Re: for USB guys - strange things in dmesg

From: David Brownell
Date: Sun Jan 09 2005 - 11:49:42 EST


Pete Zaitcev writes:
> What happens here is that the device disconnects itself during or after
> it's initialized.
>
> Once the HC hardware detects the disconnect, future URBs will end with
> -84 error. However, the HID driver does not do anything about it.

Right ... -EILSEQ one of those awkward faults that can appear both during
disconnect processing and during normal operation. So it's never clear
when a driver should treat it as fatal or try to recover.


> It continues to attempt to resubmit until the khubd does its processing
> and enters its disconnect method. In extreme cases, it is possible to
> have this submit-and-error-and-repeat loop to monopolize the CPU and
> prevent khubd from working ever, thus effectively locking up the box.

Right ... these being two separate problems: (a) too much resubmitting,
and (b) too much printk. The resubmitting is barely noticeable in terms
of load (and HID doesn't track such faults), but the printks are trouble.

For (b), printk_ratelimit() would be an appropriate fix for HID and
other drivers that log this fault and then attempt to recover by
resubmitting. The attached patch should help.


> Fortunately, in 2.6 kernel we standardized error codes, and thus drivers
> like hid can rely on -84 meaning a disconnect and not something else.

That's not true; -EILSEQ doesn't always indicate disconnect.
See Documentation/usb/error-oodes.txt ...

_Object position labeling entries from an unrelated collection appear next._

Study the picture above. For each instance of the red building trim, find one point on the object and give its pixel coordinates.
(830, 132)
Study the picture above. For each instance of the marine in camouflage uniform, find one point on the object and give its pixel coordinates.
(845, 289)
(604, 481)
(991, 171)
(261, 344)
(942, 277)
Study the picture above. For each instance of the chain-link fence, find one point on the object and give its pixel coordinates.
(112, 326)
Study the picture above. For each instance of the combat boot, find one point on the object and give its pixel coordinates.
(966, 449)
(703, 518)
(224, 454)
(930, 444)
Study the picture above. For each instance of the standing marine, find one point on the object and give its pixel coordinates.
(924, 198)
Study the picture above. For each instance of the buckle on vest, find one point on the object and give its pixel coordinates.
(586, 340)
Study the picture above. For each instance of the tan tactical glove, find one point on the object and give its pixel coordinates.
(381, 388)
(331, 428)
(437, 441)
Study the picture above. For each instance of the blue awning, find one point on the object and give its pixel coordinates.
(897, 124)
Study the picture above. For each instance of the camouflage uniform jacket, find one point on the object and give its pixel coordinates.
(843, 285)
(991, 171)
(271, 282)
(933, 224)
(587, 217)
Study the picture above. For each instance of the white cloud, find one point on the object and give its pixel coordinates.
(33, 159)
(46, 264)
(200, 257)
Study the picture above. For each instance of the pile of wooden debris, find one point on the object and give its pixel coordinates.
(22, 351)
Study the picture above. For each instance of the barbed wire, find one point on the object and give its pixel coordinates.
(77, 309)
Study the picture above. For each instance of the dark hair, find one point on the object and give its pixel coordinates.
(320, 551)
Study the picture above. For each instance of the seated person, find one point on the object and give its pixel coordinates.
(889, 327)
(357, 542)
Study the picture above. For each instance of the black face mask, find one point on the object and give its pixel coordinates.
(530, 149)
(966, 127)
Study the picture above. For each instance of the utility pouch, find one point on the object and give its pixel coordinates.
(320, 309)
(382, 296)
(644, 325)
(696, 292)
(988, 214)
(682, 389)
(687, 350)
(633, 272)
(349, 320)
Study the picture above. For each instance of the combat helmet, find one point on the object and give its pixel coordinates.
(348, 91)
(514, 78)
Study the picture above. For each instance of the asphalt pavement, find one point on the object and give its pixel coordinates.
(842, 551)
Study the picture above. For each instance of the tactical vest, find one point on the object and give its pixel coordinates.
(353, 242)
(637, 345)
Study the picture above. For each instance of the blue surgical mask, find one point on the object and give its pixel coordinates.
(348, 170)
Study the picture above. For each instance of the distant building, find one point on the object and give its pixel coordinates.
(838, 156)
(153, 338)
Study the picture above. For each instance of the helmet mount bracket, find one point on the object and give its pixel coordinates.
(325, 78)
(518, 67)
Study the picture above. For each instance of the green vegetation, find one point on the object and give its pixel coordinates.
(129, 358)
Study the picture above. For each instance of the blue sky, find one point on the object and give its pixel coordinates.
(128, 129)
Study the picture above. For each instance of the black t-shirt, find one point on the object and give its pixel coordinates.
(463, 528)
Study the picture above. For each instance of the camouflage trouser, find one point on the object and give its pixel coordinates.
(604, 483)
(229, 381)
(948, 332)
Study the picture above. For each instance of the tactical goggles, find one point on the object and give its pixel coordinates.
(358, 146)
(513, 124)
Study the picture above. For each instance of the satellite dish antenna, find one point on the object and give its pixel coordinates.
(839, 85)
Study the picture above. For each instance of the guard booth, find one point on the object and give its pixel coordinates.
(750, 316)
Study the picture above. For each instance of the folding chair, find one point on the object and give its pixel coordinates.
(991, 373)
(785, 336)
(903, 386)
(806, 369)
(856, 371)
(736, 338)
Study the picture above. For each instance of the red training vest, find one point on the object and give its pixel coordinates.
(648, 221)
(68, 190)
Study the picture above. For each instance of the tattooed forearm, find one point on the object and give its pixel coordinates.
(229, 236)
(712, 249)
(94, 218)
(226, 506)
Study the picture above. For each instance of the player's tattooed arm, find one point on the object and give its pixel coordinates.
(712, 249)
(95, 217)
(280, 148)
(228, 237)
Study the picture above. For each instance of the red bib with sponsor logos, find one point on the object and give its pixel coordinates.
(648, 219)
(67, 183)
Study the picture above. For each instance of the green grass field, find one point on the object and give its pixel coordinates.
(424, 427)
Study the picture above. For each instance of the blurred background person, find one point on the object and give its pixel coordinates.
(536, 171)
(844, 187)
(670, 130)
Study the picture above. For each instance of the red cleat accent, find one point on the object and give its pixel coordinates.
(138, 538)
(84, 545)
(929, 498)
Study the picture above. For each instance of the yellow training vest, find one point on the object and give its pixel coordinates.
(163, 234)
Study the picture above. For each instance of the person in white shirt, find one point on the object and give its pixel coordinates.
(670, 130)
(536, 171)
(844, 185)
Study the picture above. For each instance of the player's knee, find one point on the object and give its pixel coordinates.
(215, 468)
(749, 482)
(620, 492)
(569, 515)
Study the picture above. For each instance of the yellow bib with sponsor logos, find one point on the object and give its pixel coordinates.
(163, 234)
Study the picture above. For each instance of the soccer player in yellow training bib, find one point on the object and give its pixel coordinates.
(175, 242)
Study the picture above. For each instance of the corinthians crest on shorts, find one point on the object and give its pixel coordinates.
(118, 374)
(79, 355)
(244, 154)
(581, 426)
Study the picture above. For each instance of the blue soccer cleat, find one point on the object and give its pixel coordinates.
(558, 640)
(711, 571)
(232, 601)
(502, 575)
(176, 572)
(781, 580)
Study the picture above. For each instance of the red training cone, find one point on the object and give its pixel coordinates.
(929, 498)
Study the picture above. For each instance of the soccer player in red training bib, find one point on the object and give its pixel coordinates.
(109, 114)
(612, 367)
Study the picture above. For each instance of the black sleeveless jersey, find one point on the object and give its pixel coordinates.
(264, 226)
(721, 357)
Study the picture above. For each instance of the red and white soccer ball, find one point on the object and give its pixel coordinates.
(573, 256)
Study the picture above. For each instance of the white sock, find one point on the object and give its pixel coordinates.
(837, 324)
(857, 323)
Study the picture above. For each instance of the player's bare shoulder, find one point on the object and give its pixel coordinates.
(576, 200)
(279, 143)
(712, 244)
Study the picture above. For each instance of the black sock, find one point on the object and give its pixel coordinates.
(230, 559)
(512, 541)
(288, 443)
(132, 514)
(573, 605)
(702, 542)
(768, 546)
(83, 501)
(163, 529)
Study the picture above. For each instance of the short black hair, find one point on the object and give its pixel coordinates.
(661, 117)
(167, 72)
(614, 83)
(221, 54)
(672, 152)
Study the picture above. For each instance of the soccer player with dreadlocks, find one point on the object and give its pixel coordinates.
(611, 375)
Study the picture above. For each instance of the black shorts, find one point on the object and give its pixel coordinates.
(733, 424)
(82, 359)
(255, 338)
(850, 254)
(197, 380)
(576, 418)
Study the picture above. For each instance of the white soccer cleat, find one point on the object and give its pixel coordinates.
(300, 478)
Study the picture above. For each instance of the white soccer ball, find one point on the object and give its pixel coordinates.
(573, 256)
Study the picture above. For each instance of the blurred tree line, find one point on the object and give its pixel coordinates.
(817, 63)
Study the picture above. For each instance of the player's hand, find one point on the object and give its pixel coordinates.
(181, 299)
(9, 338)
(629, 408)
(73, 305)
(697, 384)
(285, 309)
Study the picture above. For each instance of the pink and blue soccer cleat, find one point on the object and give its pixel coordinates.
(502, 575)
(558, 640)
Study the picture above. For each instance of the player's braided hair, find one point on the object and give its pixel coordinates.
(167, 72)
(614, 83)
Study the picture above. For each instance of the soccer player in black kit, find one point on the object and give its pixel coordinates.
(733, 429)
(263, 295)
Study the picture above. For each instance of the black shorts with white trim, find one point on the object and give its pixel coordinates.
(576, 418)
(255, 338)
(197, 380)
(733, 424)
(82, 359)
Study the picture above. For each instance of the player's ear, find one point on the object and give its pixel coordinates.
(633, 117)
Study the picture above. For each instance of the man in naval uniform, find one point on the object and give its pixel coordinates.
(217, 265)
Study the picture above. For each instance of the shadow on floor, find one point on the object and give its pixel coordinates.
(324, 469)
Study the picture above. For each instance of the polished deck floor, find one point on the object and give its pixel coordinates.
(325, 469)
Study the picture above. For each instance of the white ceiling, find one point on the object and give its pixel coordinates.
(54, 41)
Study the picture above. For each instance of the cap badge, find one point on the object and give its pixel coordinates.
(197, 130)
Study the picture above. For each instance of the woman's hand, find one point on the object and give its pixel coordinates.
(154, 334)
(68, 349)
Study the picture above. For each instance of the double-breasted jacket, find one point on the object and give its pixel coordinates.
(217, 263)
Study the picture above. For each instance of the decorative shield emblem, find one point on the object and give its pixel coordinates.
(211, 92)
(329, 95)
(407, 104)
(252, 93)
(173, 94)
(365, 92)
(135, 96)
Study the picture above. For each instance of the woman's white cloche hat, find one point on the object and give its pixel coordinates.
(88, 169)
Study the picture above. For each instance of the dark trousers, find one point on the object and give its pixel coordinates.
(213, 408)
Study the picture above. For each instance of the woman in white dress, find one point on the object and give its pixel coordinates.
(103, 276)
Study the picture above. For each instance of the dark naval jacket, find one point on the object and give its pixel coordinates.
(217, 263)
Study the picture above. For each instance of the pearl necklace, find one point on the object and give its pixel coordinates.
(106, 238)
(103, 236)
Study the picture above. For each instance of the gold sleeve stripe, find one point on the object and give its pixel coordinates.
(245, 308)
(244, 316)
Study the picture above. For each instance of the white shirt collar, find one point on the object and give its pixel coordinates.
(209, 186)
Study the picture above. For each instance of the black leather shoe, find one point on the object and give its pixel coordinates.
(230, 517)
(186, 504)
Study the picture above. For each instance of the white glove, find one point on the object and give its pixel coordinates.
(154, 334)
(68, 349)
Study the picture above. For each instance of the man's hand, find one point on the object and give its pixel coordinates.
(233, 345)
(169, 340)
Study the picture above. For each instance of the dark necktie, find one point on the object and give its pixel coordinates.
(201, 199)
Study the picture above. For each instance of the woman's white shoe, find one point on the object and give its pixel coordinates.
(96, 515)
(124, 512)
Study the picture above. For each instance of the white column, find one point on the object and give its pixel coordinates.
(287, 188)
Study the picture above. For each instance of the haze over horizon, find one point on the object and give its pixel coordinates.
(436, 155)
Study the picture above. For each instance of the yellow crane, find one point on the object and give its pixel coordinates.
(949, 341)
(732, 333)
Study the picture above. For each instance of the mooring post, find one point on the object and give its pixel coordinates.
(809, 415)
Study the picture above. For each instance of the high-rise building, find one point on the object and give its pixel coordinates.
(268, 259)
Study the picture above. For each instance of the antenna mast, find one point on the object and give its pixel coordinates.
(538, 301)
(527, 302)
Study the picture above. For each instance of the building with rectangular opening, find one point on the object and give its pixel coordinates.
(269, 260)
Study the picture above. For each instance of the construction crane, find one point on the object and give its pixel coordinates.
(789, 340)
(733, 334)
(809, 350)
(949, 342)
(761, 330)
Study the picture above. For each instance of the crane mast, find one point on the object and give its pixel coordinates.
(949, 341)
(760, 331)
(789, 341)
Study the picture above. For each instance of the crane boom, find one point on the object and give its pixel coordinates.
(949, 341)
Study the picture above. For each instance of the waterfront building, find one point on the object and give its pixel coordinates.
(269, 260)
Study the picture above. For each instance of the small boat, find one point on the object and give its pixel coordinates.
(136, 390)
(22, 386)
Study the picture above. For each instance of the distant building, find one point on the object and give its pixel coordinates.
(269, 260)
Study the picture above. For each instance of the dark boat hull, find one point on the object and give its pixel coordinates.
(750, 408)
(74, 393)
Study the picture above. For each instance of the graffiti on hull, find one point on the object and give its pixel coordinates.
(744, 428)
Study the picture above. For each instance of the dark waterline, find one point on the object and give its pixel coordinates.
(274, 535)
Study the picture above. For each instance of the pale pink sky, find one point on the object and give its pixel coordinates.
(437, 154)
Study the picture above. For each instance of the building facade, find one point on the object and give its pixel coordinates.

> In such case, hid has to stop resubmitting before its disconnect method
> is executed.
>
> This is relevant to all drivers which submit interrupt URBs. One driver
> which does it correctly is mct_u232 (surprisingly enough), so the code
> can be taken from there.

Since mct_u232 treats -EILSEQ as always-fatal, when it's not, that's not
the best example. I think a better example is usbnet, which handles this
fault -- for bulk RX and TX of network packets, it doesn't currently use
interrupt URBs! -- by briefly throttling back traffic. (It also has more
complete handling of other urb->status values than most other drivers.)

During disconnect processing, there's neither log flooding nor hundreds of
false network errors; during normal processing, there's still a chance for
hardware to recover itself.

- Dave
Ratelimit some HID messages that can happen during disconnect processing.

Signed-off-by: David Brownell <dbrownell@xxxxxxxxxxxxxxxxxxxxx>

--- 1.105/drivers/usb/input/hid-core.c 2005-01-07 20:55:37 -08:00
+++ edited/drivers/usb/input/hid-core.c 2005-01-09 08:40:17 -08:00
@@ -931,7 +931,9 @@
case -ETIMEDOUT: /* NAK */
break;
default: /* error */
- warn("input irq status %d received", urb->status);
+ if (!printk_ratelimit())
+ warn("input irq status %d received",
+ urb->status);
}

status = usb_submit_urb(urb, SLAB_ATOMIC);